Progressive unionist leader David Irvine told his party conference that he believed there was going to be “serious movement from the IRA” over the coming months and that devolution would be restored by next February.

However he argued that republicans needed to publicly reassure loyalists that the war was over and Protestant working-class communities also needed to be helped by the British and Irish governments to shake off paramilitarism.

“We are about to see serious movement by the IRA,” the East Belfast Assembly member told party colleagues.

“Of that, I do not have any doubt.

“It will be historic, deeply significant and undoubtedly welcome.

“But how much more it would be welcome if it is accompanied by a statement that the war is over.”

Mr Irvine said loyalism's response to a ground-breaking IRA move would be shaped by how others in the political process attempted to reach out to the Protestant working class.

Loyalists, he argued, had been abandoned and demonised as criminals while republicans had been given the floodlights, maps and methodology to get themselves free from the jungle of paramilitarism.

While he acknowledged that there had been criminality in the loyalist community, the PUP leader said it was unreasonable that the image portrayed of loyalists was that of a pumped-up individual with a bald head, earring and T-shirt walking a dog.

Loyalist communities, he said, needed to be given role models who could give them hope that they would have educational and health opportunities.

The Progressive Unionist Party, he said, also needed to respond to the changed political situation in Northern Ireland by challenging more vigorously the inequalities that existed in society.

He ridiculed claims that the Reverend Ian Paisley’s Democratic Unionists were a socialist party and that Sinn Féin was also socialist.

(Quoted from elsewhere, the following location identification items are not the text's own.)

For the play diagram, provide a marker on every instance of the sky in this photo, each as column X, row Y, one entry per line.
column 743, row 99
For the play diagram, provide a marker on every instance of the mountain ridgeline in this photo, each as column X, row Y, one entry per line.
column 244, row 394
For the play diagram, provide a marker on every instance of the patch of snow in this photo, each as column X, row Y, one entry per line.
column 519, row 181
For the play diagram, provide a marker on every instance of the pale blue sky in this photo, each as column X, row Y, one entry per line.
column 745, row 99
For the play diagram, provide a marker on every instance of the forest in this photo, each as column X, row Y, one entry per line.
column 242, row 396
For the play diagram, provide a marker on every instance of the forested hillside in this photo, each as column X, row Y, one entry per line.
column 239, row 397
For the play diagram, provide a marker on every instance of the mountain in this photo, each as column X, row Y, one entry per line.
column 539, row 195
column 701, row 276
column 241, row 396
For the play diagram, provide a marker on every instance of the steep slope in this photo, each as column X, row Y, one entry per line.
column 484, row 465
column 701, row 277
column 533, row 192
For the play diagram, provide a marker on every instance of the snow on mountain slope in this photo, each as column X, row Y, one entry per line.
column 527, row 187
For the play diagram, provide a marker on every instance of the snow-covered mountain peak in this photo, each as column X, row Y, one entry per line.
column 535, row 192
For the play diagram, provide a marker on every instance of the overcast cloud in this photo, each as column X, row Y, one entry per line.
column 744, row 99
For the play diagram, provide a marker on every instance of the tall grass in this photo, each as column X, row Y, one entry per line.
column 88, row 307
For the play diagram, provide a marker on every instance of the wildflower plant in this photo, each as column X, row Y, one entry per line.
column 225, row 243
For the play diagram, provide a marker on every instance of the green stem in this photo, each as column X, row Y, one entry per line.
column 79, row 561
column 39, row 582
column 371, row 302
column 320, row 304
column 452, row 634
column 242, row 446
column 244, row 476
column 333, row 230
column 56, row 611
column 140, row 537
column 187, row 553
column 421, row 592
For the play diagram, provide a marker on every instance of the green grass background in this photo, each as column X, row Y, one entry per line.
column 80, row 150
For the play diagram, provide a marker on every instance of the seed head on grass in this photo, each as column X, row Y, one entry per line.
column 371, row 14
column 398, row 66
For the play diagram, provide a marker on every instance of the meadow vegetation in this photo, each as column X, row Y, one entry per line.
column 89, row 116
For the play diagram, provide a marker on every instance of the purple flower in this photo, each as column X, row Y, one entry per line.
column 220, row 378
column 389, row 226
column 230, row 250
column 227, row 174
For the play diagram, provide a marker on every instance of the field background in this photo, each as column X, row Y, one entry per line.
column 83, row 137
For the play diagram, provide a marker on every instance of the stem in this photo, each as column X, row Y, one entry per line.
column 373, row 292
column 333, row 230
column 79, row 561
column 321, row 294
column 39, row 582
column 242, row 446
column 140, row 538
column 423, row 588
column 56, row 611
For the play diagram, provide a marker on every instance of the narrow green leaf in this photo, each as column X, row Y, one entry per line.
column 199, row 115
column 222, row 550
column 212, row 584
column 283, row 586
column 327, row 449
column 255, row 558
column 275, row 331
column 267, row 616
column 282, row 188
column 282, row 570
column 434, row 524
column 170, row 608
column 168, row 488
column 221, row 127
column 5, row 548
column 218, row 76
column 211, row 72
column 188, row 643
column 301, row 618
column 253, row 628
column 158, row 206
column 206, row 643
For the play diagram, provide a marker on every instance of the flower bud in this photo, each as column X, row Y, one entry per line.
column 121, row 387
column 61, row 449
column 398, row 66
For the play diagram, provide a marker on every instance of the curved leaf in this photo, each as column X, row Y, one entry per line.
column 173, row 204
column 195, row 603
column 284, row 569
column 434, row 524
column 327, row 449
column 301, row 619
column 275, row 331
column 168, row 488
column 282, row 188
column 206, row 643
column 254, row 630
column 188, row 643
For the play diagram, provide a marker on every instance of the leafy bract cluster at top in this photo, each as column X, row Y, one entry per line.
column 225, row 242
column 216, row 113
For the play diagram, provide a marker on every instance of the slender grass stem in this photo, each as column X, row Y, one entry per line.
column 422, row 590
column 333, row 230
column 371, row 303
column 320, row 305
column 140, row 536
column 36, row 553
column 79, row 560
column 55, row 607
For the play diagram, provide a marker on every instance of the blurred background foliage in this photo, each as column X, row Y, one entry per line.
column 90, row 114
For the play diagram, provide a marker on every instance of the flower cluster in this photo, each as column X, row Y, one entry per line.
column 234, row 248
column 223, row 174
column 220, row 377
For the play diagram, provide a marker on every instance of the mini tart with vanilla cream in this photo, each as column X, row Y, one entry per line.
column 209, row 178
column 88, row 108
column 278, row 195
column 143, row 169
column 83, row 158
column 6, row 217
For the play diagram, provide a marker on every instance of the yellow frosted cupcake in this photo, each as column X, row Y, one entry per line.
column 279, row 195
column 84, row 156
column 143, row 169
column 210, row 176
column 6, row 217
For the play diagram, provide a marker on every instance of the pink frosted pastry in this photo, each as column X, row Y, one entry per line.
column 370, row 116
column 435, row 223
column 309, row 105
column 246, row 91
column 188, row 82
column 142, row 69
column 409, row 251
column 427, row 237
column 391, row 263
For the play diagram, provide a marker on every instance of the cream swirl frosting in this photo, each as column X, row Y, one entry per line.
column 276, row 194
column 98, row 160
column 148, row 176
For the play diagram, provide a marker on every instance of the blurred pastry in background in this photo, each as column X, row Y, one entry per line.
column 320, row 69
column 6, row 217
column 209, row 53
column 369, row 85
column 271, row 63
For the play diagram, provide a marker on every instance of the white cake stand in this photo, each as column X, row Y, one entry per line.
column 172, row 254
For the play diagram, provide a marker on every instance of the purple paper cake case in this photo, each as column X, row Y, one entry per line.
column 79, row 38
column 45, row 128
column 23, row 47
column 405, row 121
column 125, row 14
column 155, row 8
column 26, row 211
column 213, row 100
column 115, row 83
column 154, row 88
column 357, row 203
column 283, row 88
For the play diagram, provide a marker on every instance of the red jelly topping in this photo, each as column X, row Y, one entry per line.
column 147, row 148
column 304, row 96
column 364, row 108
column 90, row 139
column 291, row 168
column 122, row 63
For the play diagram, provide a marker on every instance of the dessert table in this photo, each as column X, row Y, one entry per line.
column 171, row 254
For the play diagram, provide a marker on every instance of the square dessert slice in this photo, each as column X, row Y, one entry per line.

Sinn Féin ministers, the East Belfast MLA recalled, had enthusiastically deployed Public Private Partnerships and Private Finance Initiatives while in power during the last period of devolution.

This meant capital which should have been spent on health and education projects was going in the form of rents to private companies who built projects which should have been financed publicly, he said.

The best way, Mr Irvine argued, the DUP’s and Sinn Féin’s claims that they were socialist could be put to the test was by pressing them to withdraw plans for water charges in Northern Ireland.

The PUP leader, however, predicted that devolved ministers would press ahead with the plan while at the same time insisting their hands were tied by the legacy of under-funding from Westminster.

Mr Irvine said: “The peace process and political process are not one and the same but I believe a convergence is beginning to happen.

“The parallel tracks are less parallel, more arced towards each other and within a very short time they will touch each other.

“They may recoil slightly but they will eventually converge, and in my humble opinion that will happen in 2005.”

Mr Irvine also claimed that while the DUP may be culturally incapable of making a deal with republicans, its thirst for power would nevertheless see it going into a devolved government.

“In six months the IRA will undoubtedly have made serious moves and the focus will undoubtedly be on loyalism,” he said.

“We need a plan. We need a plan from where we have never had it before.

“The British government needs to negotiate with us.

“They need to light the floodlights, to open the gates and have the arrows pointing for us.”